By A Nyonya's Kitchen...for all seasons (Visit website)



I'm off tomorrow to HK for a week holiday! Yippeeee...as it means lots of good food, dim sum and flea market shopping! But before that, here's the traditional and popular Nyonya kuih genggang which I made for 'M' (relates to my previous Brandy-Pecan Choc Fudge Cake post below). Other than in my hometown, Melaka, kuih genggang is more widely known by its commercial name - kuih lapis or layered cake. There isn't any direct English translation for kuih and the closest is cake. However, unlike cakes as we understand them in the Western world, kuih refers to the traditional local cakes in Malaysia & Singapore and they are often made of plain flour or rice flour or glutinous rice flour or tapioca starch flour or wheat starch flour etc. There is a wide variety of kuih- Nyonya kuih, Chinese kuih, Malay kuih etc. Kuih are normally either steamed, grilled or baked, and for Nyonya & Malay kuih, coconut milk is often a main ingredient.
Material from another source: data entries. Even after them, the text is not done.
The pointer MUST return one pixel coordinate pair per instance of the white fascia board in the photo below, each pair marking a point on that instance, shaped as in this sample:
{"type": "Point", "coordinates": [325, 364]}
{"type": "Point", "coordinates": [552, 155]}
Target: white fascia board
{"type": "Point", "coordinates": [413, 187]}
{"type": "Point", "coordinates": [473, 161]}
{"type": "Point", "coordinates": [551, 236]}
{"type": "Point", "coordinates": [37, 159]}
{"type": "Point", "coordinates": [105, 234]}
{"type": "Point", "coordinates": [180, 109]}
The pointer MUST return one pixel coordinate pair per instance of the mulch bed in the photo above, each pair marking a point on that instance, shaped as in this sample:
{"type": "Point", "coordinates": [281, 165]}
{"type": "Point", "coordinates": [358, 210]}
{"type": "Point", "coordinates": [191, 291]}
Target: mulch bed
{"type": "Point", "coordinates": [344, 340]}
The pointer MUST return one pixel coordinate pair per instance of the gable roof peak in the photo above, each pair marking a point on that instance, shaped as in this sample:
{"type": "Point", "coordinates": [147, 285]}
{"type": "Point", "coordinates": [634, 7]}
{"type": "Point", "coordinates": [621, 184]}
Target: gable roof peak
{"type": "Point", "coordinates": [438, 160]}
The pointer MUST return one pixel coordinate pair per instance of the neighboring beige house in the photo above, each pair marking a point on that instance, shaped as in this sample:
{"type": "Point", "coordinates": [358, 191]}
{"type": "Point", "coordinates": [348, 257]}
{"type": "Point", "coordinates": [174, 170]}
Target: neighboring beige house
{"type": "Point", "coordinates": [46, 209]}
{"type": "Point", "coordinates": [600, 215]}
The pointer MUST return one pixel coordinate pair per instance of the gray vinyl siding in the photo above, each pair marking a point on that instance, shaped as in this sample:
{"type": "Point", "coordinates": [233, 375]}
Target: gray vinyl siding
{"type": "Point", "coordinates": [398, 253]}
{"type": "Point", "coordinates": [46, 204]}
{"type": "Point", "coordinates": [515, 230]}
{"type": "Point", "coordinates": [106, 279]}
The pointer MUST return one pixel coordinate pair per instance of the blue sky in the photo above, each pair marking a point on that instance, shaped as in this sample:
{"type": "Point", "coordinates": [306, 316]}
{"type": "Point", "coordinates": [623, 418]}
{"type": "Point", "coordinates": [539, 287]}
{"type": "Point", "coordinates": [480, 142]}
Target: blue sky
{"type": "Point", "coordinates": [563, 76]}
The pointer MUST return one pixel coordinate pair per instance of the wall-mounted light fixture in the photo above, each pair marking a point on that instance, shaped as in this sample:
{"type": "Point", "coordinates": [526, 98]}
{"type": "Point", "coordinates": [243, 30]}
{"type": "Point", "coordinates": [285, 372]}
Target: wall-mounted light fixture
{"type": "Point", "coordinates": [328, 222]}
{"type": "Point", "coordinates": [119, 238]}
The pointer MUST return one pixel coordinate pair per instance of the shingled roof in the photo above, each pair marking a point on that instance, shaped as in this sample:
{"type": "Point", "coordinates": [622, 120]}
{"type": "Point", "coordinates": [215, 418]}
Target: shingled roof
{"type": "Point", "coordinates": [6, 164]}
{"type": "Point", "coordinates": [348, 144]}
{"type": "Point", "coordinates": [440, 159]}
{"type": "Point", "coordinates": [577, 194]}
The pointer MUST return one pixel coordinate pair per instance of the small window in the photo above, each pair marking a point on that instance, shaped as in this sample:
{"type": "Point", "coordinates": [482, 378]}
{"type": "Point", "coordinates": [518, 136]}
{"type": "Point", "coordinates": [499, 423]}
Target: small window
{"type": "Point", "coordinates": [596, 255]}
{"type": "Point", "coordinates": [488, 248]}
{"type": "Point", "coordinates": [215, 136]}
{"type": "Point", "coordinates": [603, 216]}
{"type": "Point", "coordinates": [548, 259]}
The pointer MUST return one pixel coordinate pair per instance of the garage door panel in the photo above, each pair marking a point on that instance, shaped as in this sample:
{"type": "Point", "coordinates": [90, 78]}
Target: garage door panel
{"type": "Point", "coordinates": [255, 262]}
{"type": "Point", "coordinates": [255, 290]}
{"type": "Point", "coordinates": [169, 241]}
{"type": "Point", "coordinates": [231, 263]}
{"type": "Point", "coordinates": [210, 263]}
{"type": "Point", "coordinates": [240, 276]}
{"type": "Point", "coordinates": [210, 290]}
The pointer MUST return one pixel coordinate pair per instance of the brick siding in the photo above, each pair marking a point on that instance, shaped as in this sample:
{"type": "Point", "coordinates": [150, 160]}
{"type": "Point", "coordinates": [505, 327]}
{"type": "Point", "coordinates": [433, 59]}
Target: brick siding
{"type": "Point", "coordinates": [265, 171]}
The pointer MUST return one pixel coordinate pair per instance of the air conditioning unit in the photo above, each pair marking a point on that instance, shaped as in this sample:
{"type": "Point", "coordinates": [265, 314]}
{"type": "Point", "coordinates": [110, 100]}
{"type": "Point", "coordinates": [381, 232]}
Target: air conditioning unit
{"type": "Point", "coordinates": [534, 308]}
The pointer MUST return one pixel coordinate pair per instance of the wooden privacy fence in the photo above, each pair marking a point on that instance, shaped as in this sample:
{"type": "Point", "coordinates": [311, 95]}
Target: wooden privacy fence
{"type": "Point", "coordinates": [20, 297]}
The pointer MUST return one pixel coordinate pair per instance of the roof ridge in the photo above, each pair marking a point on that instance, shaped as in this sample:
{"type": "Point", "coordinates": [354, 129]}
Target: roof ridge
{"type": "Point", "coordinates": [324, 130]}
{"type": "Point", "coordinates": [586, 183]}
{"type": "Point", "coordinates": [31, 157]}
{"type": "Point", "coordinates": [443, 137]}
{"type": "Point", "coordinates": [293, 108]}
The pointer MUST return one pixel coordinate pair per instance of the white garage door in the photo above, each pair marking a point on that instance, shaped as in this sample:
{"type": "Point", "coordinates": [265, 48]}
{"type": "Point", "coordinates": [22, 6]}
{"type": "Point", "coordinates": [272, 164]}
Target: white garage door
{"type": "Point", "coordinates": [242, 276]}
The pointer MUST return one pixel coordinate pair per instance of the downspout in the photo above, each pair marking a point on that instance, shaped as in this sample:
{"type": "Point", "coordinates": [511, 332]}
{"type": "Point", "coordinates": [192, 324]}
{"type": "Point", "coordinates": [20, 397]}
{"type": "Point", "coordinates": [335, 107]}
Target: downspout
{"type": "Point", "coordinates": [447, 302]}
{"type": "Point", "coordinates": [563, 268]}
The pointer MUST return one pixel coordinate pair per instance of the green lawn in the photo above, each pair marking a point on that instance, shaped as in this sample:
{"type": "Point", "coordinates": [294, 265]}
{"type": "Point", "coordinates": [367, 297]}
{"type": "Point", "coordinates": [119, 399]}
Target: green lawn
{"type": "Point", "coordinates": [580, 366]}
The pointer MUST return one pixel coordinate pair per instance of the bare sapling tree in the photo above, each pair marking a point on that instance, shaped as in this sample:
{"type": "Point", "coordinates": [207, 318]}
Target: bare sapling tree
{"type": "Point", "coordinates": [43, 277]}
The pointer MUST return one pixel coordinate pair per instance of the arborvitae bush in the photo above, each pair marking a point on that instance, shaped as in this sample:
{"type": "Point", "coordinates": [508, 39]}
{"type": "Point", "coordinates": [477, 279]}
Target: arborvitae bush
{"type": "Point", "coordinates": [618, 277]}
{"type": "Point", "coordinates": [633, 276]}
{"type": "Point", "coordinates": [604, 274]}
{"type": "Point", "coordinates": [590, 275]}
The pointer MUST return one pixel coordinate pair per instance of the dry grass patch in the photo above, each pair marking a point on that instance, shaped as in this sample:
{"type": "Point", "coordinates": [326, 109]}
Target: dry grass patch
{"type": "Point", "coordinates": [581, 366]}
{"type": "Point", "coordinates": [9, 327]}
Kuih genggang is easy and cheap to do, and also delicious to eat - it is sticky and gooey. It is a favorite tea time treat in Malaysia. Kids enjoy eating it by peeling off a layer by a layer. It is made by steaming it a layer by a layer also but it doesn't take very long to complete. It is best eaten on the same day that it's made as it can't keep for very long.

(Other variety of Peranakan food from Malaysia can be found at Nyonyafood.com).

kuihgenggang

Recipe:
- 180 g rice flour
- 200 ml water
Mix the above together and leave aside for 1 hour.

- 180 g sugar
- 350 ml water
- 2 srewpine (pandan) leaves, knotted
Boil the above together and leave the sugar syrup to cool.

- 250 ml thick coconut milk
- 1/8 tsp salt
- 1-2 drops red/pink coloring

- Add the coconut milk, salt and sugar syrup into the rice flour mixture after 1 hour. Stir well and divide the portion equally into 2. Color one of it with 1-2 drops red/pink coloring.
- Heat up an 8 inch round pan in a steamer setting. Grease it lightly with cooking oil first. Pour half cup of the white batter, cover the steamer with lid and steam for 3-5 mins. Do the same with the next batch of 1/2 cup red/pink batter. For the final top layer, you can add more red/pink coloring to distinguish it or for presentation sake. (Note: make sure to give the batter a really good stir each time before taking 1/2 cup to pour for steaming). Leave to cool completely before cutting into diamond shape.

Cheers, have a great week ahead & see you next weekend!